Writing, drawing, and photography are all miniature time machines. They’re amazing and fantastic, but you’ve got to have a way back into them in order to make the most of them.

How do you manage your notes?

Short URL: http://sachachua.com/blog/p/23382
  • http://greg.thewhittiers.com Greg

    This is a very timely post for me as I’ve been struggling with this. I love plain text and I love emacs, but what I’m capturing is frequently screenshots of graphs/images I’ve created, emails (outlook at work), scans of hand-written notes, pdfs, office docs, web pages, etc., which I do using MS One Note. Sometimes I feel I’m using org-mode for the nostalgic love of plain text and I’d be better off just moving everything to One Note. Since One Note has outlining and tagging capability, what is it that you find compelling about org-mode that makes it worthwhile to use more than one program?

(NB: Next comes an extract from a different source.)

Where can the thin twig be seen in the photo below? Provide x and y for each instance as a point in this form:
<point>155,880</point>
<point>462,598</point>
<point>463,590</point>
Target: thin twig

    Also, would you mind sharing how you organize your .org files? Do you have lots of .org files by subject or just a couple of giant ones?

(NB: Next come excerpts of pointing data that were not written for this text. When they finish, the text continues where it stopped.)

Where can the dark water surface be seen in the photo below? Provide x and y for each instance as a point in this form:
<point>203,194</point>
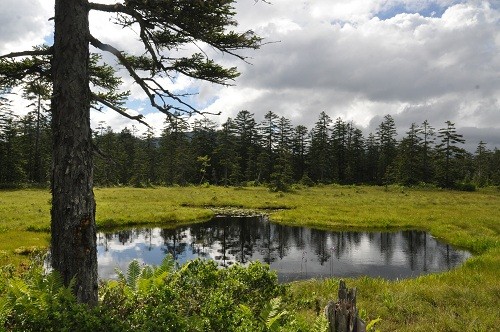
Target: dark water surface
<point>295,252</point>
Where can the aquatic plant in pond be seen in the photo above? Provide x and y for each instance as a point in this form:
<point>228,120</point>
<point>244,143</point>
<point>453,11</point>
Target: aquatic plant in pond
<point>296,253</point>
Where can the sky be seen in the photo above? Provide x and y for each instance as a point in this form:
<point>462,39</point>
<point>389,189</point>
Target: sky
<point>359,60</point>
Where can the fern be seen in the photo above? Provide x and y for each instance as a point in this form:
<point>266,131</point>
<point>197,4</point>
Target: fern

  • http://blog.gabrielsaldana.org Gabriel

    Have you tried evernote mode? http://code.google.com/p/emacs-evernote-mode/

    For a long time I’ve been resisting to try evernote, since I love org-mode and have tried to get organized with mobile-org (android) but without much success. When I found out there’s an evernote mode, I made my account. I’ve postponed trying the mode so I’m yet to discover if it has orgmode integration of some sorts.

    I just wanted to know if you’ve already tried it, and if not, pass you the tip that it exists.

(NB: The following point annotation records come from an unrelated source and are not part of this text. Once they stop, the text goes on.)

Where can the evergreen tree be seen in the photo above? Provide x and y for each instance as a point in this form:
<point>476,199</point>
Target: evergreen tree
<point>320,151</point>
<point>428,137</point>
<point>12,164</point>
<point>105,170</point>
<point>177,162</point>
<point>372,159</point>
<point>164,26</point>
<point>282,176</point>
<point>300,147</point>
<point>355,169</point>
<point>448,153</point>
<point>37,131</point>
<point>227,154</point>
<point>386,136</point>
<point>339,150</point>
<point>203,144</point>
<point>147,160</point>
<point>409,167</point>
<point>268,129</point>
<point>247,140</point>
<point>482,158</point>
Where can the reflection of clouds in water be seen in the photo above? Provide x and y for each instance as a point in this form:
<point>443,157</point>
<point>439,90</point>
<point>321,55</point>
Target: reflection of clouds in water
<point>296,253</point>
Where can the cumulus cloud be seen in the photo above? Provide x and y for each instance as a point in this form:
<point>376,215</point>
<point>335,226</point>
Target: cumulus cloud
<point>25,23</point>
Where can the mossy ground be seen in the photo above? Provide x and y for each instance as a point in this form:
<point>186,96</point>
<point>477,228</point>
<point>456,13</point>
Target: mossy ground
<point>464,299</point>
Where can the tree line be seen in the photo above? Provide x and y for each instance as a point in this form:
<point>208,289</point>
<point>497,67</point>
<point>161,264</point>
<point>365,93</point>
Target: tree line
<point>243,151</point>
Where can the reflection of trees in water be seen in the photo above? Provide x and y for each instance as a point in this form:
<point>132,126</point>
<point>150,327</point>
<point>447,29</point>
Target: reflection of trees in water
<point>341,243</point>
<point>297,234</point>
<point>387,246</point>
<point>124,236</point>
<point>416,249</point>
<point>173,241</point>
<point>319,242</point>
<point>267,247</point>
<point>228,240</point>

  • http://www.questsin.com/ Nicholas Manolakos

    I use the following

    Evernote+Skitch: for Note taking @ http://evernote.com/

    Archi: mind mapping in TOGAF @ http://archi.cetis.ac.uk/

    Notepad++:editing @ http://notepad-plus-plus.org

    but I also use
    Eclipse
    GIMP
    OpenOffice
    xml-easy
    JasperReports
    BIRT

    I’m working on an Evernote export tool because I don’t like being locked in even if the app rocks! :)

  • http://baonkobento.wordpress.com Patricia

    Like Greg above, this is a pretty timely post for me too. I store my notes on a variety of places and formats in order of frequency: windows notepad (on both my work PC and my laptop), 1-2 paper notebooks, and evernote. I really should be shifting more to evernote probably, so it’s easy to access all my notes from anywhere.

    In terms of organization, I have little to none. At best, I use filenames of the format [(person)-topic-date], where person is optional if I am making notes based on a conversation with the said person. It’s really a pretty messy system, and I’m pretty sure it’s costing me time and energy whenever I need to refer to any of my notes. You can be sure I will be following the comments on this post for tips!

    Thanks for writing about this Sacha!

  • Juan G.

    Sacha Chua wrote:
    “Org is great for text. It can handle attachments too, but I want a more graphical way to manage the visual notes and reference pictures that I take.”

    For a more graphical Org-mode, with images displayed directly in Emacs buffers, there is org-toggle-inline-images (C-c C-x C-v), and org-startup-with-inline-images (see the Org manual).

  • Juan G.

    To quickly try this graphical Org-mode, right-click any image in your computer (better not too big, since it keeps its size) to copy it. Then, paste it on any line of any of your Org buffers, between [[ and ]]. The image (at least on Linux, KDE) will be pasted as url (file:…). If org-startup-with-inline-images is not yet enabled in your .emacs file, there is also C-c C-x C-v to show the image or images in the middle of your Org text, or where you place them.

  • Juan G.

    Just added a brief summary of that detail on image integration to the Org-mode Wikipedia article.